Operators are redefining the traditional broadband services catalog as well as the ways customers subscribe to service packages. What used to be a tiered list of bandwidth speeds and data caps is transitioning to flexible, personalized service options that subscribers can choose as separate items at any time. Some call this “à la carte” services.
Instead of making a phone call to a customer service agent – typically including a period of waiting on hold while listening to elevator music – a subscriber can now access an intuitive self-service portal, select services and have a technician arrive at the door with the proper device in hand.
How can operators take this evolution a step further?
Expediting service purchasing and activation requires operators to support true zero-touch provisioning. This requires harnessing solutions to quickly and accurately provision devices with the services a subscriber wants without any need for manual touches from a technician or call center agent. Ideally, a subscriber should be able to purchase any gateway device from any third-party distributor, such as eBay or Amazon, plug in the device, enter a captive portal, subscribe to a services package and then have the services initiated quickly. On paper, this seems simple, but in reality, operators must consider a number of technical challenges before they can bring this scenario to an eager market.
Not all gateway devices are created equal, and today their differences have a direct impact on the services a subscriber can receive. With the dawn of network function virtualization (NFV), operators can reduce the restrictions on subscriber services by hosting device configurations in the virtual plane rather than within the actual (often limited) device. This offers a way for operators to enable new services without having to ensure that a subscriber is using the latest piece of gateway hardware.

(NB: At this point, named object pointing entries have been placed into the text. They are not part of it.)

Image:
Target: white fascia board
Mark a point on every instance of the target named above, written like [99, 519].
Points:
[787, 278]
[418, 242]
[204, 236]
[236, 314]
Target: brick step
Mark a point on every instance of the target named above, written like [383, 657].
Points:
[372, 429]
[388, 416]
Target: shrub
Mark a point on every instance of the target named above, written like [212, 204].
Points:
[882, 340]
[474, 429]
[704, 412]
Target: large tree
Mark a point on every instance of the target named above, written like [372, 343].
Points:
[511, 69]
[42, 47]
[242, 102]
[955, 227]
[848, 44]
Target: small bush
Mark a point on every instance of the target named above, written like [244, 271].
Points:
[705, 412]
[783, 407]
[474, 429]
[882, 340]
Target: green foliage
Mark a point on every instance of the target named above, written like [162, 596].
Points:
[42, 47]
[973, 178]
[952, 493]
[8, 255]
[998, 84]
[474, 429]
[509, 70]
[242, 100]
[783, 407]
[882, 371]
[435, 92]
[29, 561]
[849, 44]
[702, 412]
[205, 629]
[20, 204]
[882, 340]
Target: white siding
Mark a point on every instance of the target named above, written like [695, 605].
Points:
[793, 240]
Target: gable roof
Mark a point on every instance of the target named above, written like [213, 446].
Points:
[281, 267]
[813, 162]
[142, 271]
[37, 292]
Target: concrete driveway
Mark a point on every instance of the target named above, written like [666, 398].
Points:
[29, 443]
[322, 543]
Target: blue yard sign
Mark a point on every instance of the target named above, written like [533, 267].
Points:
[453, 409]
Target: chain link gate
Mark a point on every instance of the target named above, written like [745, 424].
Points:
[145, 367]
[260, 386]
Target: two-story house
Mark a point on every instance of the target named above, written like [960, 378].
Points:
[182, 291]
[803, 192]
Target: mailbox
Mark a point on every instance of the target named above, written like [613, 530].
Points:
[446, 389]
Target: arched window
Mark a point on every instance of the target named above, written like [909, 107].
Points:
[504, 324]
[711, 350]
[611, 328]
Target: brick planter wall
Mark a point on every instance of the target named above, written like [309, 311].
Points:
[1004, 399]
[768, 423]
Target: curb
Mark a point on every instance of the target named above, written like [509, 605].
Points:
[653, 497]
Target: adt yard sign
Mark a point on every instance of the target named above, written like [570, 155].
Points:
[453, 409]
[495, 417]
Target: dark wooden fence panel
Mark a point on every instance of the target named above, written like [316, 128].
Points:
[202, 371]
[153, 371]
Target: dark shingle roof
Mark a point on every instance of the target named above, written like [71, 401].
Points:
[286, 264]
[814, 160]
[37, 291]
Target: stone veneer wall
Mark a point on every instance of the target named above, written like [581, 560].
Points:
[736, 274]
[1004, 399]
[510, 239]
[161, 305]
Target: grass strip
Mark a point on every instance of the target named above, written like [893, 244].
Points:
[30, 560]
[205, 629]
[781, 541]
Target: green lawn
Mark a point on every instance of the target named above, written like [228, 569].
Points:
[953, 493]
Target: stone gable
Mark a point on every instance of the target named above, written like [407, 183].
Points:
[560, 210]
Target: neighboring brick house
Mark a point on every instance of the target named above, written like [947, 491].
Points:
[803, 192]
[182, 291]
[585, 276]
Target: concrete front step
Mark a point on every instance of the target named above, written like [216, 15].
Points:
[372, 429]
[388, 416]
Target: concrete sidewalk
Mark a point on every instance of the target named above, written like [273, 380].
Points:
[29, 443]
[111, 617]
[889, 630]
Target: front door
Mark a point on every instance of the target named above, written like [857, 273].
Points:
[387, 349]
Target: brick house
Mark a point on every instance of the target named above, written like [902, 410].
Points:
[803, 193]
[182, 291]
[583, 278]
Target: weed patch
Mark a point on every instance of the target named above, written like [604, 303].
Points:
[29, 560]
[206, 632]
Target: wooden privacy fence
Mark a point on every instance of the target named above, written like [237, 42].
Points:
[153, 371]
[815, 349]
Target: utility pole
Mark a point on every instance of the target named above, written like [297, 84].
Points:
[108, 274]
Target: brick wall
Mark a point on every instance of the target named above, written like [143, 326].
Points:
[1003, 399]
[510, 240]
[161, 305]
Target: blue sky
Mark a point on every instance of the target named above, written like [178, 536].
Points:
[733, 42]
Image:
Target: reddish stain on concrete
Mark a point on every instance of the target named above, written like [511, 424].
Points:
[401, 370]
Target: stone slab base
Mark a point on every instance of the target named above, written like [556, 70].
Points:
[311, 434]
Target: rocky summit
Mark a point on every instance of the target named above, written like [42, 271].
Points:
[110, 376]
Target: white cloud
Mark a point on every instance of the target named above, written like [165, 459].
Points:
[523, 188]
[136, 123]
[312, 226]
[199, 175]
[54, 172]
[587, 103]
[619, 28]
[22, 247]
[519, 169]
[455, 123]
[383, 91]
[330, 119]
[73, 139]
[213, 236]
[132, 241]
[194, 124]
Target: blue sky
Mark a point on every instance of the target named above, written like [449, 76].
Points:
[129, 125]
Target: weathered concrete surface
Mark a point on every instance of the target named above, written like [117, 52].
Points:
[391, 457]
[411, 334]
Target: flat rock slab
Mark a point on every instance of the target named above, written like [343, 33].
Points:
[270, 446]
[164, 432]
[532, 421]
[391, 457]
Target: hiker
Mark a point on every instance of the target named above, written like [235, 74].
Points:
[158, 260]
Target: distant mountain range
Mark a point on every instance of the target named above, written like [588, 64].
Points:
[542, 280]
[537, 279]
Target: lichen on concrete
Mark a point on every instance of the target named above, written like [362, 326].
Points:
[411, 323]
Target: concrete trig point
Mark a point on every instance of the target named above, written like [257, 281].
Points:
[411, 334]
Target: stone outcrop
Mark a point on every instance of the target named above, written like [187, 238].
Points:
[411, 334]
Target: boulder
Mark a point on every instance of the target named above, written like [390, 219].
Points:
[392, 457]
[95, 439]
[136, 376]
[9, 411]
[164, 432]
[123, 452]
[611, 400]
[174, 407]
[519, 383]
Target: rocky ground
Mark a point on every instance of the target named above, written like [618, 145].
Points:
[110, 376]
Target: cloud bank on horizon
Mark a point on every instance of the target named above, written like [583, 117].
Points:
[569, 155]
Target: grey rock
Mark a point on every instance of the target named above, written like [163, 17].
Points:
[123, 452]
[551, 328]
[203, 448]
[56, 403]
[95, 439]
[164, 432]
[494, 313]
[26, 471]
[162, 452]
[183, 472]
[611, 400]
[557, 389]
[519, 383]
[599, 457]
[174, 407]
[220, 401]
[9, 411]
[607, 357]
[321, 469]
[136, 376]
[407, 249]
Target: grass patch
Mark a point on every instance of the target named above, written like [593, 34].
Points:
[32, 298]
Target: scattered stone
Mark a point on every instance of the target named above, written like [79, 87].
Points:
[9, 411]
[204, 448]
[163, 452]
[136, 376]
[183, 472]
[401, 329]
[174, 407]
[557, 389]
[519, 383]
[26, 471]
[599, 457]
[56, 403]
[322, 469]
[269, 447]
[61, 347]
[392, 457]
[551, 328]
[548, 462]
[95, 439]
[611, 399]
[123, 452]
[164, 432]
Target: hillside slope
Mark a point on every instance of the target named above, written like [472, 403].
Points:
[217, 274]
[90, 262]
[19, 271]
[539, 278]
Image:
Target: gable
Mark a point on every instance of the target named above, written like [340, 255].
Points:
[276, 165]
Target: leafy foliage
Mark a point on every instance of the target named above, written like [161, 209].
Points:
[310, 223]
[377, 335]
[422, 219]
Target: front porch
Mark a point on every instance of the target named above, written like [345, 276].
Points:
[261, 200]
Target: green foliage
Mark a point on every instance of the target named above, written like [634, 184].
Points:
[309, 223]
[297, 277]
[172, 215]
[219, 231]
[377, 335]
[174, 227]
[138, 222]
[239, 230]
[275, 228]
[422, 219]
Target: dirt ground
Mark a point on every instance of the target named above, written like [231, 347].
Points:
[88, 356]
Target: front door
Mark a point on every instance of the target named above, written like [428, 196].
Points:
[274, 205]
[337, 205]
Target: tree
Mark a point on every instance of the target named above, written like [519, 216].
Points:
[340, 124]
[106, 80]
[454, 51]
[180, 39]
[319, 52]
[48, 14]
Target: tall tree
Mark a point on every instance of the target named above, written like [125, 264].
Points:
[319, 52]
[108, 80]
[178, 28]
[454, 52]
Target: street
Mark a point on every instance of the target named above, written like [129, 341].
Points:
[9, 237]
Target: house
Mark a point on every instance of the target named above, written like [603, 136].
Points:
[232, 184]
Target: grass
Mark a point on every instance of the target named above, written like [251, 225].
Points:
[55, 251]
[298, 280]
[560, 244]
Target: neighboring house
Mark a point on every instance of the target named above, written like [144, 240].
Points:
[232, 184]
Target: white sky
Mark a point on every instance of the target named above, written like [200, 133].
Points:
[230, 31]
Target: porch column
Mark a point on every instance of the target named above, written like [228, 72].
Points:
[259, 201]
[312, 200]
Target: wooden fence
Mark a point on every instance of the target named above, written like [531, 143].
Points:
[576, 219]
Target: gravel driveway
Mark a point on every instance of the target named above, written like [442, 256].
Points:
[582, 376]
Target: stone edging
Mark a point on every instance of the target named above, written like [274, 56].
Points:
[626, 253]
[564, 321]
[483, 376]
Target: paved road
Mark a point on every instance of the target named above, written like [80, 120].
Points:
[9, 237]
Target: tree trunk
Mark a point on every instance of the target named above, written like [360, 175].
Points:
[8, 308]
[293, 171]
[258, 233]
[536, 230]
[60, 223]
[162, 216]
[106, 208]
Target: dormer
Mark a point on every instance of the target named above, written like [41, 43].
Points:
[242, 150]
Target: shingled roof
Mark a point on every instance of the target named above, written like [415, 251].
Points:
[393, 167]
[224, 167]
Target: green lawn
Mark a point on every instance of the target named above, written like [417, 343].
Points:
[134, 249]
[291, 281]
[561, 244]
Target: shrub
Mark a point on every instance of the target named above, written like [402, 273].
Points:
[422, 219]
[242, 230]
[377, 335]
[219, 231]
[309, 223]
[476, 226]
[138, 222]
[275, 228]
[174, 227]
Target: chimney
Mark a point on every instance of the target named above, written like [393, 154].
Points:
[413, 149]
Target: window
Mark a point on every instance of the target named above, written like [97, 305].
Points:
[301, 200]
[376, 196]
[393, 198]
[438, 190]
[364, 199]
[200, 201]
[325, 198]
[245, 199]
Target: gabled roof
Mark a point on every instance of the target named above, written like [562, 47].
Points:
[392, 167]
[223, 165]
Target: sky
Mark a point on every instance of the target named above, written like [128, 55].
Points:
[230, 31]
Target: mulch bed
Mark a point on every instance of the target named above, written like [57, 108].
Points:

Ensuring device firmware version compatibility or service capabilities is a considerable problem for operators that want to give subscribers more choice over which gateways they purchase and which services they select. If a gateway comes from a third-party distributor, there is absolutely no way for an operator to predict what version of firmware the device will have installed when it’s connected to the network.
A proactive device firmware solution that enables operators to roll out new services can help tackle this challenge. Operators can preload their provisioning solutions with out-of-the-box device information, including multiple firmware upgrade paths. As soon as a gateway connects to an operator’s network, the provisioning solution communicates with the device to establish which firmware version is currently installed and then automatically updates and reboots the device, ensuring compatibility.
Realizing true zero-touch provisioning requires operators to create intuitive captive portals for new users entering their networks. These portals should include a way for users to create an account, select flexible services from an à la carte services catalog and then enter billing details, including a term of service. Once the payment is authorized, the operator’s provisioning solution does the remainder of the work, dynamically updating configuration files and activating services. As these pieces work together, customers receive the frictionless service activation they desire. For operators that have deployed such solutions, customer feedback is very favorable, and operational expenses are significantly reduced because the need for administrative interaction is eliminated.
Service Assurance: A Solution for Frictionless Order Management and Activation
Making a good first impression on customers is vital. That’s why routine service assurance and rapid error handling during the order management process is essential to the success of a zero-touch provisioning solution.
Seamless order management and activation require several important validations:
- Feasibility validation – Feasibility validation ensures that services are available in the region from which a subscriber is attempting to access the network. The feasibility check should take place right away so subscribers are not disappointed by failed services promises.
- Order validation – Upon capturing a new subscriber’s order, an integrated resource facing service (RFS) validation system should provide the information a service activation platform needs to understand how to provision the customer’s device with the proper parameters and services.
- Activation validation – Once services are provisioned, it’s crucial to ensure they are working as expected. For data services, this means that a solution should check to see whether the internet connection is available and then verify assurance parameters, including signal-to-noise ratio, power levels and Wi-Fi radios.
These automated validation steps will ensure that services are activated properly and working as intended. But what if something goes wrong? Errors can occur at numerous points along the service fulfillment process, and responding to them as quickly as possible helps avoid negative user experiences.
One essential consideration, especially for large Tier 1 operators, is centralizing service activation audit logs so any errors in the activation and fulfillment process can be resolved at rapid speed. If administrators and call center agents are forced to look through multiple systems and siloed information, the customer – who already expected frictionless service purchasing and activation – is likely to move on to a new provider, resulting in lost opportunity.
Creating New Monetization Opportunities
By enabling frictionless purchasing with zero-touch provisioning, an operator puts itself in a strong market position. Customers can now onboard themselves, tailor their service offerings and increase the operator’s bottom line without raising opex in the process. In addition to these fundamental monetary benefits, captive portals can be utilized to target existing subscribers with new options such as speed boosts, prepaid services or even temporary packages for one-time users. These all contribute to optimizing the customer experience. Purchase, the second stage in the customer life cycle, is as important to an operator’s bottom line and to the customer experience as any other stage in the life cycle.